Department of Chemistry, Ludwig Maximilians University Munich, Butenandtstrasse 5-13, 81377 Munich, Germany.
Department of Biology, Center for RNA Biology, University of Rochester, Rochester, NY 14627, USA.
Nucleic Acids Res. 2020 Apr 17;48(7):e41. doi: 10.1093/nar/gkaa091.
RNAs are post-transcriptionally modified by dedicated writer or eraser enzymes that add or remove specific modifications, respectively. Mass spectrometry (MS) of RNA is a useful tool to study the modification state of an oligonucleotide (ON) in a sensitive manner. Here, we developed an ion-pairing reagent free chromatography for positive ion detection of ONs by low- and high-resolution MS, which does not interfere with other types of small compound analyses done on the same instrument. We apply ON-MS to determine the ONs from an RNase T1 digest of in vitro transcribed tRNA, which are purified after ribozyme-fusion transcription by automated size exclusion chromatography. The thus produced tRNAValAAC is substrate of the human tRNA ADAT2/3 enzyme and we confirm the deamination of adenosine to inosine and the formation of tRNAValIACin vitro by ON-MS. Furthermore, low resolution ON-MS is used to monitor the demethylation of ONs containing 1-methyladenosine by bacterial AlkB in vitro. The power of high-resolution ON-MS is demonstrated by the detection and mapping of modified ONs from native total tRNA digested with RNase T1. Overall, we present an oligonucleotide MS method which is broadly applicable to monitor in vitro RNA (de-)modification processes and native RNA.

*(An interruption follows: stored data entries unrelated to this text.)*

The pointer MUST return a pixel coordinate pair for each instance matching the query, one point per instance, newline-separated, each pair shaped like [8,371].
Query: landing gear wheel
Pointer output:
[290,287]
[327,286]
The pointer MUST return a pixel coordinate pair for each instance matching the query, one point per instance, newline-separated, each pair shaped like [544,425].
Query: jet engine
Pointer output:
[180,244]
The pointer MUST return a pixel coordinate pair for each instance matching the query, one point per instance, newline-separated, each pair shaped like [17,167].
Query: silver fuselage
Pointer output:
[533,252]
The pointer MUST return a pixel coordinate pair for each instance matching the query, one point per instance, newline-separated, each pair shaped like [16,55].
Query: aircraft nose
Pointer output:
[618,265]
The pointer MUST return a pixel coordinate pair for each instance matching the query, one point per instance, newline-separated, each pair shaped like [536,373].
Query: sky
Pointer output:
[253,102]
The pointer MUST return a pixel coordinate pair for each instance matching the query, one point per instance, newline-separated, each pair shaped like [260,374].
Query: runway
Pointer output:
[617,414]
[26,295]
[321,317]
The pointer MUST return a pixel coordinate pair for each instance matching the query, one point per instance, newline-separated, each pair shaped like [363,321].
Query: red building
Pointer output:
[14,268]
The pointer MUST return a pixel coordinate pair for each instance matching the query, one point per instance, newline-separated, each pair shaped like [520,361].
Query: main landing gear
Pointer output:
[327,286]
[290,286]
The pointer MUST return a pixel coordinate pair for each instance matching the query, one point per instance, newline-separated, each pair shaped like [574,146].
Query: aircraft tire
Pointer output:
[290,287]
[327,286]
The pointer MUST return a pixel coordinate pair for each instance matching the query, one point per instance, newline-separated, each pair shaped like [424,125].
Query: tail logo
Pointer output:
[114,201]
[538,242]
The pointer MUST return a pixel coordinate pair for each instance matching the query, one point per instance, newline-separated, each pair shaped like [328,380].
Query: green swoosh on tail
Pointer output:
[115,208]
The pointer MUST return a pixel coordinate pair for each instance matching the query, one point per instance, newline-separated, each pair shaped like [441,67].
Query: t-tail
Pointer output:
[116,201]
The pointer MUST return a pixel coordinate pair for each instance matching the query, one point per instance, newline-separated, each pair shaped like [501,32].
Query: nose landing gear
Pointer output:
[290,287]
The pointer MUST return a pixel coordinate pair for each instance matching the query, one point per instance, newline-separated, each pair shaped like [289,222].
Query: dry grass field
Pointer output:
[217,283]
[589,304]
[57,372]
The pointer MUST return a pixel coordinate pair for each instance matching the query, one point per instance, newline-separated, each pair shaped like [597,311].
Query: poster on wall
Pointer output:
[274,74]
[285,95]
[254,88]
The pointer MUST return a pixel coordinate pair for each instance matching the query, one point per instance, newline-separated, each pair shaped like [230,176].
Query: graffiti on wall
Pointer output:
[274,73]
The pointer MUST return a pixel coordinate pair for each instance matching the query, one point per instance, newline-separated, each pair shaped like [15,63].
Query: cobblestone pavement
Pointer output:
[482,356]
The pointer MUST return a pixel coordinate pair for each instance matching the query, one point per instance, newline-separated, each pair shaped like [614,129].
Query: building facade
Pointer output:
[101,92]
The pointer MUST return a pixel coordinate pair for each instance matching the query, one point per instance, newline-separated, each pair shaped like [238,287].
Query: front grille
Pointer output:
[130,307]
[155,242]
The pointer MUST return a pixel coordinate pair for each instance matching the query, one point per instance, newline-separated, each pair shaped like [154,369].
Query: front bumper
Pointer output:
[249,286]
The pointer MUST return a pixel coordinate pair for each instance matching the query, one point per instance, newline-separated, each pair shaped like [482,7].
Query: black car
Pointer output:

RNAs 可被专门的写入器或擦除器酶通过添加或去除特定修饰来进行转录后修饰。RNA 的质谱(MS)是一种有用的工具,可用于以敏感的方式研究寡核苷酸(ON)的修饰状态。在这里,我们开发了一种无离子对试剂色谱法,用于通过低和高分辨率 MS 对 ONs 进行正离子检测,该方法不会干扰在同一仪器上进行的其他类型的小分子化合物分析。我们应用 ON-MS 来确定体外转录 tRNA 的 RNase T1 消化物中的 ONs,这些 ONs 在核酶融合转录后通过自动排阻色谱法进行纯化。由此产生的 tRNAValAAC 是人类 tRNA ADAT2/3 酶的底物,我们通过 ON-MS 确认了腺嘌呤的脱氨为肌苷和 tRNAValIAC 的形成。此外,低分辨率 ON-MS 用于监测体外含 1-甲基腺苷的 ONs 被细菌 AlkB 的去甲基化。高分辨率 ON-MS 的强大功能通过对用 RNase T1 消化的天然总 tRNA 进行修饰的 ONs 的检测和作图来证明。总的来说,我们提出了一种寡核苷酸 MS 方法,该方法广泛适用于监测体外 RNA(去)修饰过程和天然 RNA。